ON MOTION FOR REHEARING. Defendants have urged on motion for rehearing that Railroad Company's sole and only duty under the tripartite contract was to move the cars used in icing service on Railroad Company's tracks and without charge. It is asserted the obligation to furnish cars was that of ART, an independent contractor, and the contract placed no duty on defendants to furnish or inspect the cars used in icing service; hence there is no [307] liability, defendants urge, inasmuch as there was no failure to perform a legal duty. And, *Page 349 defendants say, our opinion is in conflict with many decisions of this court holding that an owner who has ordinary work done by abona fide independent contractor is not liable for injuries resulting from the negligence of the contractor. The cases of Bass et ux. v. Kansas City Journal Post Co., 347 Mo. 681,148 S.W.2d 548; Skidmore v. Haggard et al., 341 Mo. 837,110 S.W.2d 726; Coul v. George B. Peck Dry Goods Company, 326 Mo. 870,32 S.W.2d 758, are cited.

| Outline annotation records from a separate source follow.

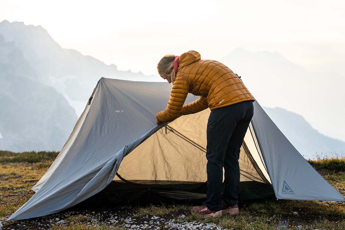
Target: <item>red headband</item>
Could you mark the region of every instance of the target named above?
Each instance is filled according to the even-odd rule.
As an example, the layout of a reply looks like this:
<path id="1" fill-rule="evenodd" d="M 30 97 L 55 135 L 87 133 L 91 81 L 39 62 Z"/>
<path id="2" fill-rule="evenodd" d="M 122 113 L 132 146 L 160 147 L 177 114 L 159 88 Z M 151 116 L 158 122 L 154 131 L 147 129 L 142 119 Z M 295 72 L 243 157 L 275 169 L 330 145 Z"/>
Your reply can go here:
<path id="1" fill-rule="evenodd" d="M 174 61 L 174 70 L 175 72 L 177 72 L 177 67 L 178 67 L 178 58 L 179 56 L 175 57 L 175 60 Z"/>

It is true, as our opinion states, the tripartite contract provided the cars used in icing service should be furnished by ART. And it is true that in treating with defendants' contention that Railroad Company was a statutory employer of plaintiff under the Missouri Compensation Law, we have assumed that ART was an independent contractor and Ice Company a subcontractor. However, from the facts stated in the principal opinion, it is clear that Railroad Company and ART did not contract that the cars were to be moved and set for loading and for storage or unloading at Southwest Junction by the locomotives and on the tracks of ART. These movements were undertaken by Railroad Company. In these respects ART did not undertake to perform work or provide service under the tripartite contract as did the independent contractors in the three cases, supra, cited by defendants. While the language of the tripartite contract providing that ART was to "furnish" the car has been emphasized by defendants and urged as determinative that Railroad Company had no legal duty to exercise care in ascertaining that the car was reasonably safe for loading; yet, in our view, the provision of the contract that ART was to furnish the car is not decisive under the facts. The car was furnished in a legal sense, in our opinion, under the contract and the facts as recited in the principal opinion, by Railroad Company with a consequent duty to plaintiff to exercise due care to ascertain that the car was reasonably safe for loading, quite like the legal duty of a carrier to the employee of a shipper.
The motion for rehearing is overruled.